Тут и Рогожин - как из-под земли. Все объяснил, хороший человек. Что мы не где-нибудь, а у него на даче. Это мы в сараях, а он в доме спал, с женой и дочкой. Тут же поскребли мы по сусекам: копейка да копейка - рупь. Рогожин, тот пустой стеклотары еще насобирал… Нагрузили это мы Чудакова как самого молодого и на велосипед посадили. Выехал это он по кривой из ворот на большую дорогу и уехал, казалось, навсегда.
Увидел я жену Рогожина- вышла она с дочкой на руках на крыльцо. Обрадовался я ей, заулыбался и руками замахал.
- Глаза бы мои тебя не видели! - сказала она, но дала мне полную кастрюлю щей. А щи, вчерашние, еще трезвые, - утром единственная возможная еда.
Тут и Чудаков, к счастью, припетлял на своем велосипеде. Правда, фару разбил, но сам цел и бутылки целые.
Фара же ни к чему - и так светло.
И вот сидим мы вчетвером, утро такое хорошее, пьем "Розовое крепкое" и щами из кастрюли поварешкой захлебываем. Понемножку и разговор пошел. У меня на душе - Армения, как ссадина. Смотрю на друзей и от любви плачу:
- Как же это - где русские? А мы кто такие? А вот мы где!
И действительно, сидят передо мной Бочаров, Чудаков и Рогожин - уж такие русские, дальше некуда. Волос - русый, нечесаный, глаза - все голубые, как на подбор, немножко красные с перепою, как у кроликов, и носы все курносые, щетина же - рыжая. Такие красивые, не темные - светлые, и лица, как у детей, вточь такие. И вдруг слово забытое поражает меня - отрок! Это же все отроки сидят, кому за тридцать, кому за сорок, а лица-то - отроков. Нетронутые совсем. Никакой мужской побежалости на лицах их нет. Даже щетина кажется первым пушком.
- Отроки мы! - кричу. - Нет и не было на Руси муж чин. Одни пришлые. Псы-рыцари, да варяги, да французишки! Старцы еще были, а теперь нет, теперь старики… Раньше, значит, отроки и старцы, а теперь отроки и старики. Вот оно в чем дело-то!
Смотрят тогда они друг другу в лица, как в зеркала…
- А ведь верно! - говорят. Тут Рогожин и гитару взял.

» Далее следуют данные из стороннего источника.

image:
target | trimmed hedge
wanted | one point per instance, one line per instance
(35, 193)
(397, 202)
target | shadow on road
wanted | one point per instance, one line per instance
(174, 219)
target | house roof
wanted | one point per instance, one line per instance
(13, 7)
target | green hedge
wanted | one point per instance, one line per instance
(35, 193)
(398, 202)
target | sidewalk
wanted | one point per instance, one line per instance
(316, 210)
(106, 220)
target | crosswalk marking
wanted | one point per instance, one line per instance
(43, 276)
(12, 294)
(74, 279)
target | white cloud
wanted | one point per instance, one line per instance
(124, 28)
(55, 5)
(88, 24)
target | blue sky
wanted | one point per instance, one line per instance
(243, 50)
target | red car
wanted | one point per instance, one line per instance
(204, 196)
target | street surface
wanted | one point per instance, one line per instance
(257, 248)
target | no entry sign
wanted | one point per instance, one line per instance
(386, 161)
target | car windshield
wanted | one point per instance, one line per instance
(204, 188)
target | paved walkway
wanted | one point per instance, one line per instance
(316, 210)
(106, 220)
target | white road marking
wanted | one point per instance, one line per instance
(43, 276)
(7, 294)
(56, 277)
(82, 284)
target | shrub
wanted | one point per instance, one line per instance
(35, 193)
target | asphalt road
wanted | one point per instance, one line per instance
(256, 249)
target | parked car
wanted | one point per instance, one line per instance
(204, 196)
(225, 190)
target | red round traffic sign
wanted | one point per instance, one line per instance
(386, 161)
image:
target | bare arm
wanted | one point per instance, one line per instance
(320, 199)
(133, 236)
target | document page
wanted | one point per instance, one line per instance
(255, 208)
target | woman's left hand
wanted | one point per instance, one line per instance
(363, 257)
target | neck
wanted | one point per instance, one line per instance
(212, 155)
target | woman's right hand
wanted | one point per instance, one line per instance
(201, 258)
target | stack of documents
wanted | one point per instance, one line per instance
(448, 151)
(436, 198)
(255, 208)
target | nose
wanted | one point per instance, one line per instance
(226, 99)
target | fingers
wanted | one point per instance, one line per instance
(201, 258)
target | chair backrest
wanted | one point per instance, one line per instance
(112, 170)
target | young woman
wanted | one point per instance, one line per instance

Затерялась Русь в Мордве и Чуди,
Нипочем ей страх.
И идут по той дороге люди,
Люди в кандалах.
И вот уже нет меня - счастье одно. Это я - "в кандалах", это я "кого-нибудь зарежу", а "сердцем - чист". Роняю слезы в щи.
Или:
В горнице моей светло,
Это от ночной звезды.
Матушка возьмет ведро,
Молча принесет воды…
Какое же поразительное уродилось на этой сырой земле слово! Русский человек - он весь в слове. Весь в слово вышел. В слове великое утешение и великая беда - слушаешь песню, гениальное слово - и растешь, и ширишься, и это уже твой гений и словно из тебя исходит великое слово, и ты велик, действительно - велик! Оборвалась песня - шлеп на землю. Тупой, глупой, варежка. Выпить, что ли? Разве есть еще хоть один такой язык! Этот язык - и есть наша родина, что за глупые вопросы!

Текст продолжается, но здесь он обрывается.